On Monday, the Supreme Court of the United States heard oral arguments in the case of U.S. v Texas– the legal case that has blocked President Obama’s decision to confer protection against deportation and work permits to individuals who are low priority for immigration enforcement. As the Justices prepare to cast their votes in the case, the following is a statement from Frank Sharry, Executive Director of America’s Voice:
When the Republicans first filed their lawsuit against DAPA and DACA+ they trumpeted it as a grand and noble court battle. “This lawsuit is not about immigration” they claimed in their complaint, “It is about the rule of law, presidential power, and the structural limits of the U.S. Constitution.”
Turns out, not so much.
In the months that followed the Republicans dodged, weaved and reshaped their case to keep their political attack on DAPA and DACA+ cloaked in legal garb. The case gradually morphed from a constitutional challenge, to a technical administrative rule making claim, to an admission that President Obama was well within his constitutional authority to grant a broad deportation reprieve to undocumented immigrants with strong ties to the U.S. The Republicans’ “real gripe,” they were finally cornered into admitting, was letting DAPA and DACA+ recipients work legally to support themselves and their families.
Never mind that the Republicans know the administration’s immigration enforcement priorities are solidly legal and that Congress, through its appropriations process, has permitted millions undocumented immigrants to stay in the U.S. The GOP thinking appears to be that it’s better to keep undocumented parents and DREAMers toiling in the shadows rather than give them a chance to register, pass background checks, work and pay taxes on the books, and live without fear.
Nevertheless, even after months and months of GOP political posturing and and anti-immigrant rhetoric, it was shocking when Texas Solicitor General Scott Keller reluctantly admitted to the Justices that that the GOP’s opposition was really to work permits, not about deferred action–despite the fact that the work permit law has been on the books for nearly 20 years.
It was also startling when, moments later, Erin Murphy, the attorney sent to the Supreme Court by Republican Speaker Paul Ryan, flat out contradicted Kelly with the confusing (and nonsensical) argument that the President might be able to grant deferred action but couldn’t issue an “enforcement priority card.” Maybe the two lawyers should have walked over to the Supreme Court together Monday morning, gotten their story straight, and stuck to it.
Yet, despite their fumbling and uncoordinated presentation neither GOP lawyer managed to explain to the justices exactly how DAPA and DACA+ directly injures the state of Texas—an essential requirement for standing. In the words of former Texas Governor Rick Perry: “Oops.” Instead, the current Texas Governor, Greg Abbott, who originally filed the blatantly political lawsuit in the courtroom of an anti-immigrant judge, is reduced to accusing Chief Justice John Roberts of “playing politics” and disrespectfully declaringthe Supreme Court “deserves to be swept up into the political process.”
What we’re left with in the aftermath of oral argument before the Supreme Court is this:
- The Republicans conceded that President Obama is well within his authority to issue the DAPA and DACA+ guidance granting undocumented parents and DREAMers a temporary reprieve from deportation;
- The Republicans’ real objection is allowing deferred action recipients the ability to work legally during the reprieve; and
- The work authorization provision the Republicans attack is well settled law which was on the books nearly two decades before President Obama took office.

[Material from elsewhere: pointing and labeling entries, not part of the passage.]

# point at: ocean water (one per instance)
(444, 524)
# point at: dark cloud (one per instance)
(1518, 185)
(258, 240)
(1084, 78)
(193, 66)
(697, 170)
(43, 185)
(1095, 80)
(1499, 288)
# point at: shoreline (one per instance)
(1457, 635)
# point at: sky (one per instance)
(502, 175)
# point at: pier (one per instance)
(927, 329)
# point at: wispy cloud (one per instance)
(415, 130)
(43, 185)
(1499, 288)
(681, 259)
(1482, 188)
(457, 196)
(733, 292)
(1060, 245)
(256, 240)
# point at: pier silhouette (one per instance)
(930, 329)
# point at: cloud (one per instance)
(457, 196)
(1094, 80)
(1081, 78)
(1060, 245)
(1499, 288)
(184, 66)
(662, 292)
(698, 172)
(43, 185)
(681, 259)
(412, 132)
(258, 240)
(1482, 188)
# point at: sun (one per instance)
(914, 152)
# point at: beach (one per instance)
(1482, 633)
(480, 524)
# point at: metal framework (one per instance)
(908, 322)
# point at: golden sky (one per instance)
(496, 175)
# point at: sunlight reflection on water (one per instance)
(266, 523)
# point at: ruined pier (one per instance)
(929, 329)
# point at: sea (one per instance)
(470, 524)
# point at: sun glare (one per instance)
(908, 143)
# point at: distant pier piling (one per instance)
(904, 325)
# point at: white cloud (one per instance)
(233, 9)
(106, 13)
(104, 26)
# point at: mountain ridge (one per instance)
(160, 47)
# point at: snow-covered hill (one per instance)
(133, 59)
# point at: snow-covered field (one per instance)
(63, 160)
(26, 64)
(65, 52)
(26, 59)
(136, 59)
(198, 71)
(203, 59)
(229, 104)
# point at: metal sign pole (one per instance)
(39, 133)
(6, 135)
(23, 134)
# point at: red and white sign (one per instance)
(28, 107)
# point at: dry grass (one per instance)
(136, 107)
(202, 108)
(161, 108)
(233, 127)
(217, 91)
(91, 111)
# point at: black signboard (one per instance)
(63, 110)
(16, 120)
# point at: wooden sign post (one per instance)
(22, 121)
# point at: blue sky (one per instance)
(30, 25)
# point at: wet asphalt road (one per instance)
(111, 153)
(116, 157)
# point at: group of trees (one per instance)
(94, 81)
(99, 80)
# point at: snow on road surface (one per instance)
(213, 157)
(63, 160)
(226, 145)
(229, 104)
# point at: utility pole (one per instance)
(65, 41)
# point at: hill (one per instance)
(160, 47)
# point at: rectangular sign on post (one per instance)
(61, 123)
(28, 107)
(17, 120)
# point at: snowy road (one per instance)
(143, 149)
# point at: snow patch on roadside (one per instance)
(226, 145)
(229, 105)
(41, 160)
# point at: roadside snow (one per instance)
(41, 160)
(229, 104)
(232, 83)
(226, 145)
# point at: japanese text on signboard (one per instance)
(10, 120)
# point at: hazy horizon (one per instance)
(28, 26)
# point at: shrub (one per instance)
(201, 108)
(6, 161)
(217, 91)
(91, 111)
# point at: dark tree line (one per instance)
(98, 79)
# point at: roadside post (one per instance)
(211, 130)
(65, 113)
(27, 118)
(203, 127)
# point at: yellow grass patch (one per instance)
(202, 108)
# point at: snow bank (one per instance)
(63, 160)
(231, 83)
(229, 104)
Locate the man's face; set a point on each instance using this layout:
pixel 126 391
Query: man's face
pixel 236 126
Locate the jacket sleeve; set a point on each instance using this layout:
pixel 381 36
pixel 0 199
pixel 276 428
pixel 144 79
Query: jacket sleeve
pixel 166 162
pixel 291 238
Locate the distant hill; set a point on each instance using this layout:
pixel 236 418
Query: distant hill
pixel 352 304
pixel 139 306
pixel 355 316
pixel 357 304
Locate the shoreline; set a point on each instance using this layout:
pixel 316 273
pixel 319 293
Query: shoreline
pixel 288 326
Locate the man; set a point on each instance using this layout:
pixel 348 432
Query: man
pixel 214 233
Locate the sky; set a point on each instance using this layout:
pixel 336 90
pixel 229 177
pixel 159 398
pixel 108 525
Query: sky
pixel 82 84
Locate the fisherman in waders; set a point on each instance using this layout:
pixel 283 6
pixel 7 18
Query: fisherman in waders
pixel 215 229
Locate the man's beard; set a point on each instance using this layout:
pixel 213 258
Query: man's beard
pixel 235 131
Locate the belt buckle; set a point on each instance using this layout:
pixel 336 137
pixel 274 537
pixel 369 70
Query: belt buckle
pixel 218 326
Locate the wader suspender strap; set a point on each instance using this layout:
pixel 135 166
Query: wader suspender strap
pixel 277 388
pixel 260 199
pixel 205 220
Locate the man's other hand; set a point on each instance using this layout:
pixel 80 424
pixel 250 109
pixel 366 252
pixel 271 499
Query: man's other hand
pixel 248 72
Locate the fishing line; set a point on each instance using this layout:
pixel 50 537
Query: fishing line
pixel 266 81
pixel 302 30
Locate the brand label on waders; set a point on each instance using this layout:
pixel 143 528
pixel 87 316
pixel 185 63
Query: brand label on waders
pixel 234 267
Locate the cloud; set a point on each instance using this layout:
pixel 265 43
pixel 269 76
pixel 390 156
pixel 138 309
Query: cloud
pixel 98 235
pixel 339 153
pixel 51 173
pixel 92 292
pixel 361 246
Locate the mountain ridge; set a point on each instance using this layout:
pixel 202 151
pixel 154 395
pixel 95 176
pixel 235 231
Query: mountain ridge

What the Supreme Court Justices are actually left with is a political dispute thinly disguised as a legal claim.
In his dissent in Massachusetts v EPA, Roberts asserted his long-held views on standing, “The constitutional role of the courts, however, is to decide concrete cases — not to serve as a convenient forum for policy debates.”
Immigration Attorney David Leopold, past president of the American Immigration Lawyers Association, who attended Monday’s argument at the Supreme Court, observed:
Roberts’ questioning during argument was tough, but he never expressed concern that the injury to Texas was direct, which is the requirement for standing. And experience tells us that Justice Kennedy’s seemingly skeptical questions are not an accurate predictor of what he’ll decide in a case. If Chief Justice Roberts truly believes the federal courts should be limited to resolving actual legal cases and controversies and not political disputes than his choice will be an easy one and DAPA and DACA+ will be upheld.
Tomorrow, the justices will hold their conference and cast their votes in U.S. v. Texas. There is good reason to be optimistic, given everything above.